Esercitazione antiterrorismo organizzata dalla Capitaneria con la collaborazione delle forze dell'ordine. Simulata una situazione di totale emergenza

Si è svolta questa mattina nel porto di Vibo Marina un’esercitazione antiterrorismo, antincendio e antinquinamento alla quale hanno preso parte la Capitaneria di Porto - Guardia Costiera di Vibo Marina, la polizia di Stato, i carabinieri, la guardia di finanza del Comando Provinciale e del Reparto Operativo Aeronavale, i vigili del fuoco, il Suem 118, l’agenzia delle dogane e dei Monopoli, la società Eni Spa, i servizi tecnico-nautici del porto e il battello disinquinante Ievoleco III.

La telefonata anonima simulata. L’esercitazione, organizzata e coordinata dalla Capitaneria di porto di Vibo Marina quale autorità designata per la sicurezza marittima, si è svolta alla Banchina Buccarelli, gestita dalla società Eni Spa, dove era ormeggiata la nave petroliera “Salina M.” intenta a espletare operazioni commerciali di scarico di gasolio. È stata simulata una telefonata anonima al deposito costiero dell’Eni Spa, la quale ha riferito la presenza di ordigni esplosivi sulla banchina e sulla nave cisterna ivi ormeggiata.
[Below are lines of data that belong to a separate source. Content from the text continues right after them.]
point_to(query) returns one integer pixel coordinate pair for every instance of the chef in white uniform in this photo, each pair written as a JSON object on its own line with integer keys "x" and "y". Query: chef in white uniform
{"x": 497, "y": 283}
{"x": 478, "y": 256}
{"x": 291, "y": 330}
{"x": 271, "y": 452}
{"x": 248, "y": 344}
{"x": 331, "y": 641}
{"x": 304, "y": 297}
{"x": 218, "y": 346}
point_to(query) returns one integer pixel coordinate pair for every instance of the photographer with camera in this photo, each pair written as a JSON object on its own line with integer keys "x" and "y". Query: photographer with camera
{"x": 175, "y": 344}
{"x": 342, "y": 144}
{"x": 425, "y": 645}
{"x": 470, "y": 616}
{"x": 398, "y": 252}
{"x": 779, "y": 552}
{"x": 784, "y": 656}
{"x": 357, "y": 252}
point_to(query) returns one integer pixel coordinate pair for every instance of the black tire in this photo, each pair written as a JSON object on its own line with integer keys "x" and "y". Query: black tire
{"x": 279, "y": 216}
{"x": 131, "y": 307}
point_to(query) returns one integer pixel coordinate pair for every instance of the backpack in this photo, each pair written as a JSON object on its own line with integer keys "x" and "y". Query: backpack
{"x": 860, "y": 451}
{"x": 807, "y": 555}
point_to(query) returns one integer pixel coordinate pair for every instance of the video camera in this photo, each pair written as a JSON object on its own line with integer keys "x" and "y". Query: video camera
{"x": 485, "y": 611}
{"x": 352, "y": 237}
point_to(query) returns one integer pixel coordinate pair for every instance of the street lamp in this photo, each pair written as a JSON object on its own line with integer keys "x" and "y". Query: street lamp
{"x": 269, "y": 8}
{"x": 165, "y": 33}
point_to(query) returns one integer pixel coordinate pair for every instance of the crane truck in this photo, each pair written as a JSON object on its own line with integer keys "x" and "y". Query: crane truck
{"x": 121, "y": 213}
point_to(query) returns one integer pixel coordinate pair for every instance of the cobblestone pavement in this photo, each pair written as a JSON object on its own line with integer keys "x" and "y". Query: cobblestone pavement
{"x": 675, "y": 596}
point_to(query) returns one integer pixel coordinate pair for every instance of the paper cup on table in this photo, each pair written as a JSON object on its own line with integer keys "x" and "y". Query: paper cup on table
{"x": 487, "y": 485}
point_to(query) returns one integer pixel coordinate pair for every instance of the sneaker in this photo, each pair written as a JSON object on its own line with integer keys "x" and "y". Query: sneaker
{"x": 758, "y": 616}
La simulazione. Immediatamente la sala operativa della Capitaneria di porto ha provveduto ad allertare il comando di bordo e tutte le amministrazioni competenti, coordinando il dispiegamento dei vari uomini e mezzi, terrestri e navali, deputati all’ordine e alla sicurezza, nonché alla pubblica incolumità. Un primo ordigno è stato individuato e disinnescato dagli uomini della Polizia di Stato, mentre un altro è successivamente esploso a bordo della nave dando luogo ad un grave incendio e all’apertura di una falla con sversamento di gasolio nello specchio acqueo portuale circostante.
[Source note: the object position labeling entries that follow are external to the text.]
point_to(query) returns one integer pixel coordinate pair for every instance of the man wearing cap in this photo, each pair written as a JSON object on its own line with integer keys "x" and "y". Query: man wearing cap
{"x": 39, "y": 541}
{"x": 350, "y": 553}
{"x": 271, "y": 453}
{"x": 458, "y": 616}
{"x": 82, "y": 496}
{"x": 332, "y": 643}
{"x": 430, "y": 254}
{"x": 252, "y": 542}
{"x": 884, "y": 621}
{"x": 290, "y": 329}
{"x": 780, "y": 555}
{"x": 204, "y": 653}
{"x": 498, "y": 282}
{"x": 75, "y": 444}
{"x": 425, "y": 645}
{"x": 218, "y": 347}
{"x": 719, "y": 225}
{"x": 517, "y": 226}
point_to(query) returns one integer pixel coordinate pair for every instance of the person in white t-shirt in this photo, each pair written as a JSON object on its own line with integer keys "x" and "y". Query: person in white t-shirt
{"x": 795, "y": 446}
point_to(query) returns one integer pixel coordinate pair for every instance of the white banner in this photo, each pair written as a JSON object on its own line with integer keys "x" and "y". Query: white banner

Allerta massima. Una situazione di totale emergenza che è stata contrastata grazie all’intervento tempestivo e sinergico di tutte le diverse Amministrazioni dello Stato ed enti privati coinvolti. Sono state adottate tutte le procedure di emergenza finalizzate all’evacuazione e al soccorso dei feriti, al contenimento ed estinzione dell’incendio e al contrasto dell’inquinamento da idrocarburi. L’attività è servita a testare la preparazione del personale, l’adeguatezza dei mezzi e delle procedure predisposte in caso di eventuali situazioni di allarme di questo genere, la prontezza operativa e la tempestività di intervento e il coordinamento delle varie amministrazioni coinvolte.Tale attività rientra fra quelle attività programmate tese al miglioramento degli standard di sicurezza che il Comando Generale delle Capitanerie di Porto si è posto tra gli obiettivi principali da raggiungere.